He nods once, then melts into the shadows with that unnerving grace of his. Gone so completely it’s like he was never there at all.

I’m alone with the well and the darkness, and somehow the solitude is comforting. The bond still burns quiet beneath my ribs, but now I can feel the echoes of Bree like they’re a part of my soul.

The imposter thinks she’s won. Thinks she’s claimed Bree’s place so thoroughly that no one will question it.

She’s wrong.

And by the time we’re done, she’ll know exactly how wrong she is.

I touch my wrist where the phantom shackles burned, feeling nothing but my own cold skin and raised scars that weren’t there before. The memory lingers—pain and connection and proof that somewhere, Bree is real and alive and waiting.

We’re coming, little queen.

Just hold on.

Part Two: The Devastating Truth

Chapter 9

Bree

I open my eyes to nothing.

Not darkness—nothing. The air tastes of ash and metal, burning the back of my throat. Like someone carved out the space where light should exist and left only absence behind.

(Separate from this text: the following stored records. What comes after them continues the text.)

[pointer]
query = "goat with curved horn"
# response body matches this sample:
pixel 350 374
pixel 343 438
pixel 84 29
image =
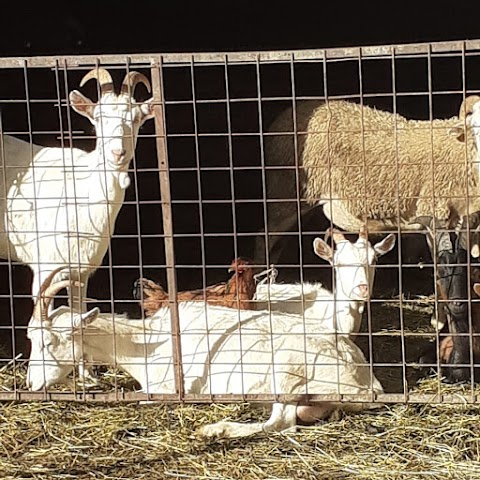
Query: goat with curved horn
pixel 104 79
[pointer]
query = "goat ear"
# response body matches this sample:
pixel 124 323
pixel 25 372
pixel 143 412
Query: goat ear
pixel 323 250
pixel 458 132
pixel 147 109
pixel 384 246
pixel 81 104
pixel 85 319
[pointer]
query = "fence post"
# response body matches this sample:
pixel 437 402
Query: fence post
pixel 163 172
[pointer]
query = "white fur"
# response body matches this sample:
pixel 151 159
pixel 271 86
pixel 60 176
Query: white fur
pixel 364 165
pixel 62 203
pixel 340 311
pixel 224 351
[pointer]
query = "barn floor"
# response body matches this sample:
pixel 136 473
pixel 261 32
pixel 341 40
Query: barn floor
pixel 62 441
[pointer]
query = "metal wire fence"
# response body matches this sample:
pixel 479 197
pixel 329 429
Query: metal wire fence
pixel 202 194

I try to sit up and my hands find ground that feels wrong—too soft, like dust that’s never been walked on, but cold enough to make my fingers ache. Everything about this place feels borrowed, temporary, like it’s deciding whether to exist from moment to moment.

The only light comes from directly in front of me.

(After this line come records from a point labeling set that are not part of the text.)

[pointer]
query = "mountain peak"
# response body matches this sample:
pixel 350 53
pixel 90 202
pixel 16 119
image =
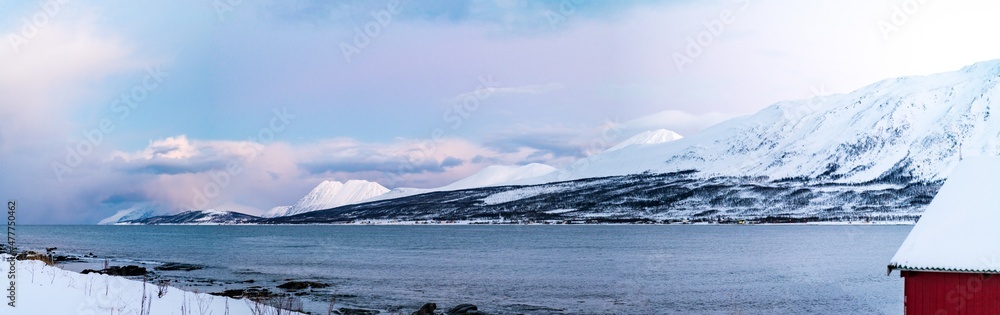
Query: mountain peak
pixel 647 137
pixel 331 194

A mirror, tall and silver-framed, glowing with its own pale radiance. And standing in it, wearing my face—

Riley.

She looks exactly like me, but everything about her posture screams confidence I’ve never possessed. She stands where I was just moments ago, in the chamber, alone but looking perfectly calm about it.

“No!” The word tears out of me before I can think. “You can’t—”

Riley tilts her head, studying me through the glass like I’m something curious she found. Her mouth curves in a smile that looks wrong on my face.

“Oh, but I didn’t,” she says, voice carrying perfectly through whatever barrier separates us.

My stomach drops. Not denial—delight.

“What do you mean you didn’t?” I scramble closer to the mirror, pressing my palms against the surface. It’s cold, solid, completely unyielding. “If you didn’t do this, then how—”

A sound cuts through the darkness.

Not a sound—anoise. Something that bypasses my ears and crawls directly into my bones. Animalistic and inhuman, like a scream that’s been turned inside out and left to rot in the dark.

I clamp my hands over my ears even though it isn’t sound. My bones vibrate anyway.

I jerk back from the mirror, every instinct screaming at me to run. But there’s nowhere to go, nothing but black stretching in every direction.

“What was that?” I whisper.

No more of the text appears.